Friday, June 05, 2015



DPMC's poor proactive disclosure

Back in 2010 I started trying to get information on how Cabinet Minister's conflicts of interest were handled in accordance with the Cabinet Manual. DPMC were reluctant to release anything, but eventually the Ombudsman recommend partial release, as well as regular proactive disclosure. The first such disclosure took place in December 2013, but this year DPMC were slack about it - so in April I sent them an OIA request to hurry them along, seeking the usual statistical information as well as their advice and communications on proactive disclosure in an effort to find out the reason for the delay. I got the response back today.

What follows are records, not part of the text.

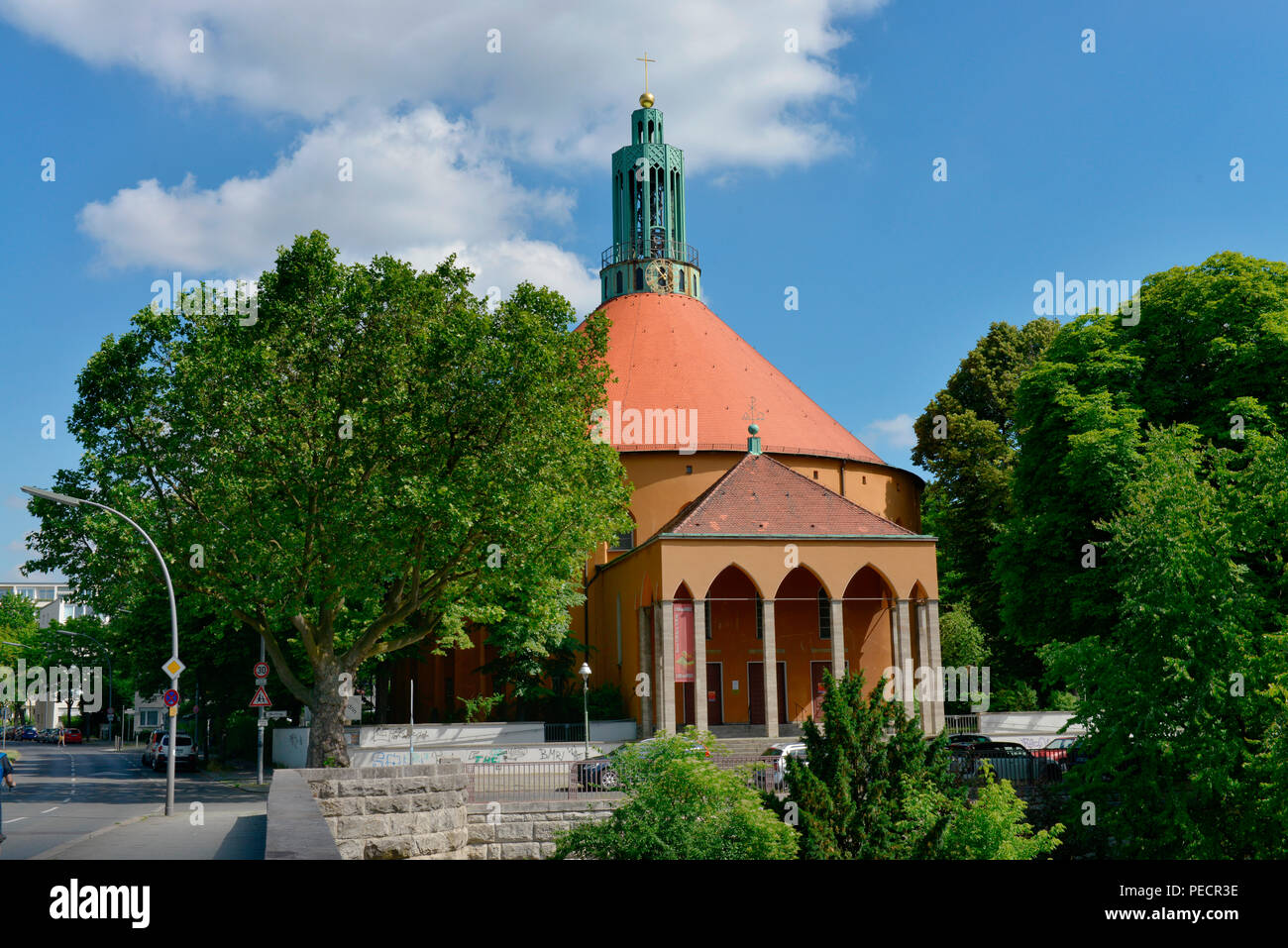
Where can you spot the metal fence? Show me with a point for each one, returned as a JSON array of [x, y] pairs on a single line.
[[961, 724], [583, 780], [566, 733]]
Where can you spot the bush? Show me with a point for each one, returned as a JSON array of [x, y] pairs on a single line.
[[681, 806], [1021, 697]]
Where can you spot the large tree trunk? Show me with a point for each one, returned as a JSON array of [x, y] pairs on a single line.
[[326, 732]]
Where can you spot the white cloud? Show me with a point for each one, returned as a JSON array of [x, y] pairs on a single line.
[[420, 191], [896, 433], [433, 120], [558, 91]]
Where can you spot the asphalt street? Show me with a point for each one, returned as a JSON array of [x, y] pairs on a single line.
[[64, 793]]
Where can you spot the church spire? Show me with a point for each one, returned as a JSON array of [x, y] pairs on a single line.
[[649, 253]]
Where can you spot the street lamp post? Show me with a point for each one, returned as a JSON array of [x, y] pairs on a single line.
[[585, 708], [174, 623], [108, 656]]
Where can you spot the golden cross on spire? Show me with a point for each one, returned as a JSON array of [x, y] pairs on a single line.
[[647, 98]]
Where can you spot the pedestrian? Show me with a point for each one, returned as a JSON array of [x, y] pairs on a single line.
[[7, 768]]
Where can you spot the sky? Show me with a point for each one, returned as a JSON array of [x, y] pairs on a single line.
[[911, 168]]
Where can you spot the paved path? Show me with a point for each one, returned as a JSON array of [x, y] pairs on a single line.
[[93, 802]]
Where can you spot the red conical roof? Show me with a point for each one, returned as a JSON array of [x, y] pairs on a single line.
[[669, 351]]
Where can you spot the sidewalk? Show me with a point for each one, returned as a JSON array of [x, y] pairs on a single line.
[[227, 823]]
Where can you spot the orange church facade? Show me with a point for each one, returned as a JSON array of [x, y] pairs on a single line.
[[769, 543]]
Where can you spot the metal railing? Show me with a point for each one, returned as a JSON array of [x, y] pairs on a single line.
[[961, 724], [563, 780], [566, 733], [649, 250]]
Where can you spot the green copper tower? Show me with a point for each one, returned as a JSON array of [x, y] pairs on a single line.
[[649, 253]]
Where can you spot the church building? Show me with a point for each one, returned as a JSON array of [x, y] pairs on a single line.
[[769, 544]]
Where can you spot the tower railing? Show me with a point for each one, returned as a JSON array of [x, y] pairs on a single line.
[[649, 250]]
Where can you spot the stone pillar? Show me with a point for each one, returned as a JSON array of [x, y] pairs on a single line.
[[771, 666], [932, 636], [666, 703], [645, 634], [927, 699], [699, 657], [837, 639], [905, 656], [658, 670]]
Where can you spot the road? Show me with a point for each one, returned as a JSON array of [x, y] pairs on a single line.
[[64, 792]]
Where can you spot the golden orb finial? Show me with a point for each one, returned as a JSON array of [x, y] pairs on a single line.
[[647, 98]]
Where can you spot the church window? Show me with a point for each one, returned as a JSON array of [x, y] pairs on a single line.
[[824, 616]]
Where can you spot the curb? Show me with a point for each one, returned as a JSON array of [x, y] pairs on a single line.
[[63, 846]]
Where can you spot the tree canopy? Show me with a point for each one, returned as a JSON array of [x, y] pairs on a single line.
[[375, 459]]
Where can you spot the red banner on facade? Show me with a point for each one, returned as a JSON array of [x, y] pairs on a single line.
[[686, 661]]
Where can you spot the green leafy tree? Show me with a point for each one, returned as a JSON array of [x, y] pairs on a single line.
[[1210, 350], [681, 806], [868, 776], [993, 826], [1184, 697], [966, 437], [876, 789], [376, 459]]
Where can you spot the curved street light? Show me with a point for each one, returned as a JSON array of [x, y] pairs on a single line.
[[174, 622]]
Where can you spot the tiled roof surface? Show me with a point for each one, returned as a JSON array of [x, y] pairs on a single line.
[[759, 494], [671, 352]]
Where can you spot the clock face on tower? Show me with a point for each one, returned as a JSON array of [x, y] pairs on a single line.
[[657, 275]]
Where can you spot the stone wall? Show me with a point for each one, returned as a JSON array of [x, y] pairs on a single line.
[[394, 811], [527, 830]]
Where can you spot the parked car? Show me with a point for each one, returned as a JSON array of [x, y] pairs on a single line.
[[1010, 762], [150, 747], [184, 755], [1060, 751], [781, 753], [599, 773]]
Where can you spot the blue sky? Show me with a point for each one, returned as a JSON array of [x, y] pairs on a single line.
[[807, 168]]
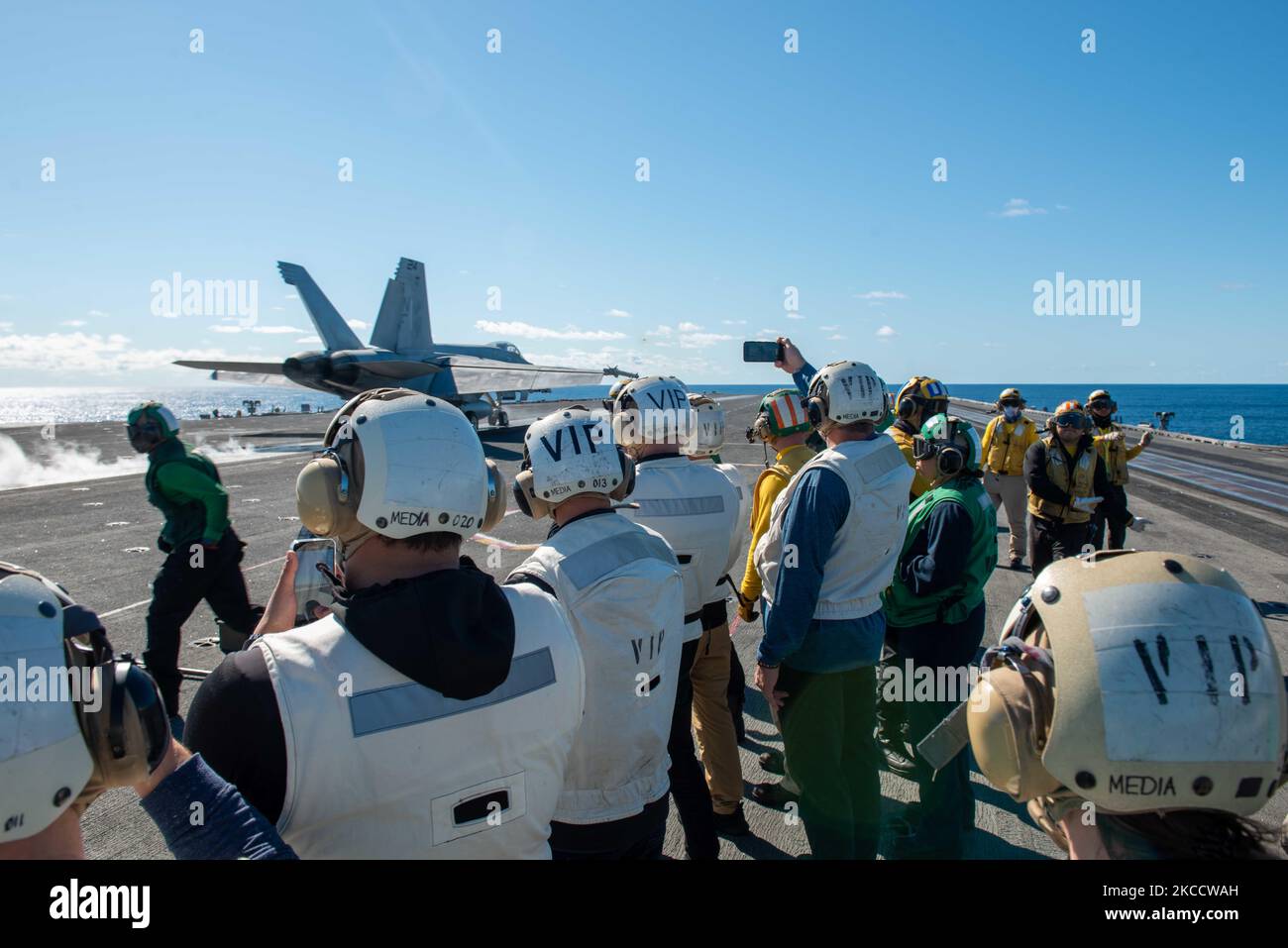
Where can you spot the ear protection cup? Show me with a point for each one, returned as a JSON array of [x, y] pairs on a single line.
[[496, 500], [526, 496], [124, 721], [323, 496], [907, 404], [623, 489], [951, 460]]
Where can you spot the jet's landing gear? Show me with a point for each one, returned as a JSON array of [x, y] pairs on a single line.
[[496, 416]]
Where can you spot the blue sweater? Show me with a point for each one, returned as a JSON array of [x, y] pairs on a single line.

Firstly, the statistical information:

  • The Cabinet Secretary was informed of a conflict of interest under paragraph 2.69 on 53 occasions between 1 October 2013 and 30 September 2014, and a further 96 between 1 October 2014 and 31 March 2015. Almost all of these were referred to the Prime Minister. The high number is due to the formation of a new government with a large number of new Ministers
  • Cabinet Ministers declared a conflict during meetings on 28 occasions between 1 October 2013 and 30 September 2014, and a further 10 between 1 October 2014 and 31 March 2015.
  • Ministers arranged not to receive papers on 15 occasions between 1 October 2013 and 30 September 2014, and a further 15 between 1 October 2014 and 31 March 2015. The Cabinet Secretary was notified that they had not received papers on 14 and 6 occasions respectively.
  • DPMC's summary of arrangements is now online here.
But the interesting part of the release is the advice. This shows that DPMC started looking at it in November 2014, and arranged for the Ombudsman's Office to review their disclosure. That process was completed by December, and the Ombudsman's opinion of it was scathing. While the proactive release was "consistent" with the actual details, it failed to include all actions taken during the period, omitted key information which would build public confidence in DPMC's handling of conflicts, including the specifics of how transfers of responsibility were handled. Furthermore:
Some entries may be considered to lack sufficient detail as to the nature of the conflict at issue. They are clearly less meaningful than the related entries contained in the confidential register. Some entries appear to have been unnecessarily abbreviated, making them more abtruse and difficult to understand. It is questionable whether all the exclusions or abbreviations are necessary on privacy grounds, particularly where the conflict is portfolio- or constituency-related rather than personal, or where the details of the personal conflict are already publicly known (for example, it is already well known that Me brownlee was the subject of an investigation for possible breaches of aviation rules at Christchurch Airport; see entry 3). [...] There is a risk that by generalising the entries to such an extent, the public interest purpose of the proactive disclosure exercise will not be achieved. If the desired outcome is to promote public trust and confidence in the appropriate and effective management of ministerial conflicts of interest, then disclosures in the register must have sufficient detail to allow the reader to see that the correct principles were applied properly. Otherwise the exercise becomes effectively meaningless.
DPMC's response to this? Yeah, nah. They published exactly the same information they had offered for review in November 2014, without changes.

It is hard to escape the conclusion that DPMC's heart isn't in this, and that they do not see the point in transparency. But their handling of Cabinet as a cosy club and their refusal to disclose meaningful detail means that we cannot have any confidence in their handling of these matters.